= Iranian Short Film Academy awards =

Iranian Short Film Academy Awards also known as ISFA awards are an annual award held in Iran by the Iranian Short Film Association, a subset of the Iranian House of Cinema. This event was held for the first time in 2007 as the Iranian Independent Short Film Celebration during Kamal Farhang’s presidency of the Iranian Short Film Association board. Previously the best short film award was granted at the Great Celebration of Iranian Cinema Guild, but in 2007 the Iranian House of Cinema decided on eliminating the best short film, best documentary and best animation awards from the Great Celebration and requested trade unions to hold independent ceremonies in the same timeframe and grant awards in various fields to their own picks. Since then the Iranian Short Film Association has been in charge of selection and judging of the films.  The director of each period is appointed by the board of Iranian Short Film Association. Amirali A’laaii, Majid Barzegar, Masoud Amini Tirani, Nima Abbaspour, Amir Touderoosta, Peyman Nahanghodrati and Armin Isarian have been the awards directors as of 2020. Due to selection and judging through the short film union members’ votes and independence from governmental organizations, the ISFA awards are considered one of the most credible short film award in Iran. The 11th edition will be held in spring 2021 with Alireza Ghasemi as director.

== History ==
So far, 9 out of 11 terms of ISFA awards have been organized by the ISFA Academy. ISFA Academy was founded in 2009, but since due to the Iranian election events all House of Cinema Celebrations were cancelled, it was debuted at the 3rd Independent Short Film Ceremony in 2010. Naghi Nemati, Bijan Mirbagheri, Saeed Pouresmaili, Shahram Mokri, Amirali A’laaii, Nima Abbaspour, Arash Rasafi and Majid Barzegar are the members of the board of founders of this academy. Amir A’laaii was the first ISFA academy president with Shahram Mokri being the coordination director of the same year’s short film ceremony. ISFA Academy has upwards of 80 members and is the first jury academy founded in Iran.

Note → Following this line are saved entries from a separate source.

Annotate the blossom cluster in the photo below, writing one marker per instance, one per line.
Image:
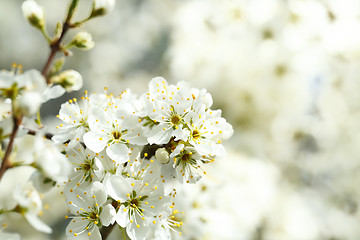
(130, 154)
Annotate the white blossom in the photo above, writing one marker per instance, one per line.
(90, 211)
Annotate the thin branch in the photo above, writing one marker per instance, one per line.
(5, 164)
(55, 47)
(105, 231)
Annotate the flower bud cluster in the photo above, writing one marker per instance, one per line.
(130, 153)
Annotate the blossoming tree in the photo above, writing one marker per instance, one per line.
(119, 158)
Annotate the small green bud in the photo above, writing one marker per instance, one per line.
(82, 40)
(102, 7)
(34, 13)
(71, 80)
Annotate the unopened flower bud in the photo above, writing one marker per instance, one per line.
(102, 7)
(71, 80)
(83, 40)
(162, 155)
(34, 13)
(28, 104)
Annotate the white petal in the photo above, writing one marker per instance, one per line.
(122, 217)
(118, 187)
(98, 189)
(95, 142)
(37, 223)
(159, 134)
(118, 152)
(107, 215)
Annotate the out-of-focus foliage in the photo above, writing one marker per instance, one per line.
(285, 74)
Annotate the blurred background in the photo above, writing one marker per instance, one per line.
(285, 74)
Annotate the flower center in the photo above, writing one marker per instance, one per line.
(116, 135)
(195, 134)
(175, 120)
(134, 202)
(186, 157)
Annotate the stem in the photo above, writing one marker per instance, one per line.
(55, 47)
(47, 135)
(105, 231)
(5, 164)
(123, 233)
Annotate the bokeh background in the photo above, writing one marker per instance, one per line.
(285, 74)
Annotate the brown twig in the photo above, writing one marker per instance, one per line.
(105, 231)
(5, 164)
(55, 47)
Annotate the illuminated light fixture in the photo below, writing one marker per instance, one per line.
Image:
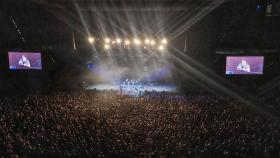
(147, 41)
(107, 40)
(127, 42)
(164, 41)
(161, 48)
(118, 40)
(137, 41)
(106, 46)
(90, 39)
(152, 42)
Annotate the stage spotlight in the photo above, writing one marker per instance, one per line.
(164, 41)
(107, 40)
(137, 41)
(118, 40)
(161, 48)
(106, 46)
(152, 42)
(90, 39)
(127, 42)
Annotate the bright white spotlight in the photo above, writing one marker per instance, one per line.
(137, 41)
(164, 41)
(118, 40)
(161, 48)
(106, 46)
(127, 42)
(90, 39)
(107, 40)
(152, 42)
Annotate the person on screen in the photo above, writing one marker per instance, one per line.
(23, 61)
(244, 66)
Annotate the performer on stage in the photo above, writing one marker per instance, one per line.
(244, 66)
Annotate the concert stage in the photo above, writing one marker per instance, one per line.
(147, 88)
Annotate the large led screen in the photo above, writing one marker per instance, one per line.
(251, 65)
(25, 60)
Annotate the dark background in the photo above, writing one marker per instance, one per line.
(235, 27)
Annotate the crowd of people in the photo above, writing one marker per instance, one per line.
(104, 124)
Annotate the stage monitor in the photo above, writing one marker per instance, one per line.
(25, 60)
(244, 65)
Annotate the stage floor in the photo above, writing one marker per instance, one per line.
(148, 88)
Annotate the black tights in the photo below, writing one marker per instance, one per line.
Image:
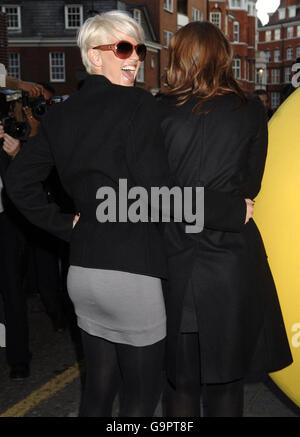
(112, 367)
(222, 400)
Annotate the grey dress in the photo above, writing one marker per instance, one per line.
(118, 306)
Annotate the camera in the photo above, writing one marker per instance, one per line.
(16, 129)
(39, 105)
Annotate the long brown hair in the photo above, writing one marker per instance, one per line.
(200, 65)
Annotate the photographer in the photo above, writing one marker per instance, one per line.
(12, 83)
(22, 241)
(12, 259)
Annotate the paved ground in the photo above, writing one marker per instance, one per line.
(55, 385)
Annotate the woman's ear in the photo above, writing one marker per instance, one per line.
(95, 58)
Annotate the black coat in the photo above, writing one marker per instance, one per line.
(101, 134)
(238, 313)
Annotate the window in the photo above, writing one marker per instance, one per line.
(215, 18)
(275, 100)
(167, 37)
(197, 15)
(14, 65)
(236, 68)
(281, 14)
(277, 55)
(289, 53)
(168, 5)
(73, 16)
(140, 77)
(137, 15)
(290, 32)
(236, 31)
(57, 67)
(268, 35)
(13, 16)
(277, 34)
(275, 76)
(292, 11)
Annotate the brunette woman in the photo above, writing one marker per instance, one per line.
(223, 315)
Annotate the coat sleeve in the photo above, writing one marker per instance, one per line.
(148, 162)
(257, 153)
(24, 184)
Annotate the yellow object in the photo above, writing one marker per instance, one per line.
(277, 214)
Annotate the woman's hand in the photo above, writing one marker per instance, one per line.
(10, 145)
(76, 218)
(250, 209)
(33, 122)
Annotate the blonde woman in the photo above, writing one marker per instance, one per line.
(106, 131)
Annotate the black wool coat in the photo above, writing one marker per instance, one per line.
(103, 133)
(239, 319)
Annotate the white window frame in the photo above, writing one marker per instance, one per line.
(281, 14)
(169, 5)
(197, 15)
(277, 55)
(275, 99)
(277, 34)
(62, 66)
(289, 53)
(268, 35)
(67, 14)
(216, 19)
(18, 7)
(275, 76)
(236, 68)
(236, 31)
(140, 77)
(292, 11)
(167, 37)
(14, 65)
(137, 15)
(290, 32)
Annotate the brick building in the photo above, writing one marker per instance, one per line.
(238, 21)
(42, 40)
(3, 39)
(280, 41)
(167, 16)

The 13th edition of the Iranian Short Film Association (ISFA) film festival was banned by the Iranian authorities on July 22, 2023, after featuring Iranian actor Susan Taslimi without a hijab in the festival's publicity poster, citing a violation of the compulsory dress code in Iran.

== The ISFA Emblem Award ==
The ISFA emblem award granted every year to one of the significant figures of Iranian cinema comprises two bronze plaques inscribed with old Persian cuneiform and a Persian-mythology-inspired orb said to display the universe (Jam-e Jahan Nama). The emblem was given to Abbas Kiarostami in the 2nd term and followingly to Naser Taghvaei (2010), Rakhshan Banietemad (2011), Kianoosh Ayari (2014), Bahram Beyzaei (2015), Khosrow Sinai (2016), Amir Naderi (2017) Sohrab Shahid Saless (2018) and Parviz Kimiavi (2019). Sohrab Shahid Saless’ post-humus emblem is currently kept at the short film section of the Museum of Cinema in Tehran.